Mike replies: One of my favorite New Yorker cartoons is of a crow sitting on a windowsill, saying, "At the risk of being obvious, I'm a talking crow." Well, at the risk of being obvious, a hand-worked negative is a negative that's been worked on by hand. When photographers used bigger cameras they got bigger negatives, so they could retouch directly on the negative, which is the job Edward Weston used to complain so bitterly about when retouching the portrait negs he did for pay would keep him indoors instead of out photographing for his art. The pictorialists often took retouching further, essentially "drawing" on their negatives to bring out properties and qualities they wanted in the image. In many cases the easiest manipulation was that you could "draw in" extra highlight density. The ultimate example was probably the French photographer Robert Demachy, the great gum printer, who believed a photograph wasn't art unless the negative had been altered by the photographer (that's his "Study in Red" above right), although many of the pictorialists also did it
to some degree. Munkácsi was working before the "straight" aesthetic was elaborated in the 1930s, and so, although he wasn't a pictorialist, he used some of the technical conventions of pictorialism that were standard for the era, including hand-working of negatives. If you click on his image above to get the larger version, you can clearly see hand-drawn crosshatching in various places on the two figures.
The folds of the clothing and the hands of the figure on the left have been worked on as well.

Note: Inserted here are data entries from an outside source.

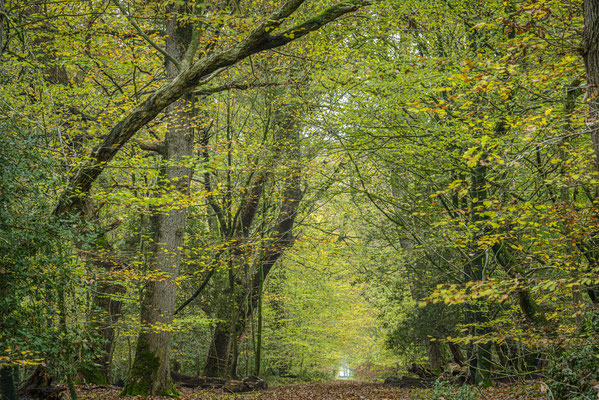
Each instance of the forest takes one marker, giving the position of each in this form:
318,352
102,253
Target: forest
299,199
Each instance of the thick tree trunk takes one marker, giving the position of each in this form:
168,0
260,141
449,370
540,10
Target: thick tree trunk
217,364
590,52
259,39
480,357
529,307
7,383
150,373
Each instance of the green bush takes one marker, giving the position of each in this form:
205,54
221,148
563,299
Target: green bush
573,373
443,390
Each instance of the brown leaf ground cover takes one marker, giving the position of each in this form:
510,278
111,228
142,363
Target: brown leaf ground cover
346,390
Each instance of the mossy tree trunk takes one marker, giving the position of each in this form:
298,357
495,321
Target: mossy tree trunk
590,53
150,373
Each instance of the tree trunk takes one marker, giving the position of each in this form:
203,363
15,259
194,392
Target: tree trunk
150,373
218,353
105,313
435,357
590,53
480,357
7,383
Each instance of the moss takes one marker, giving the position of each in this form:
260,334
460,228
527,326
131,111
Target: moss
92,375
143,371
143,374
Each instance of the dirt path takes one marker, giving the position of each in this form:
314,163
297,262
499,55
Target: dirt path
336,391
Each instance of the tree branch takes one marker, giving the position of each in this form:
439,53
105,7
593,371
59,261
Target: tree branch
259,39
146,37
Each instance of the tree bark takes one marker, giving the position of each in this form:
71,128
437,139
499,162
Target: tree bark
590,53
217,363
259,39
150,373
480,357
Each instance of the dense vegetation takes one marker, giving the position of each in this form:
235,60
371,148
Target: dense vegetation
290,188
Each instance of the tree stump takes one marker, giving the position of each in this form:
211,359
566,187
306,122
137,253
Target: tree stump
39,386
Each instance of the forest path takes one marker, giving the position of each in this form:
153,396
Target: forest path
344,390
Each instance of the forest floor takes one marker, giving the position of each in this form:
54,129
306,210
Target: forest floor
345,390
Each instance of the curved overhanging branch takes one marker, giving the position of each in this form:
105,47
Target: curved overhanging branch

The light background is a result of overexposure due to excessive UV. These days, lenses have coatings and sometimes even cement between lens elements that cuts UV, so that an additional UV filter isn't really needed. In the '20s, before lens coating, and when they sometimes used organic cements (purified pine pitch, even) for lens elements, a UV filter had a larger effect. It was sometimes called a "haze-cutting" filter; the light background you see in this picture and many other pictures of the period is, in effect, the "haze." I often quite like the effect, personally, although of course it depends upon the picture.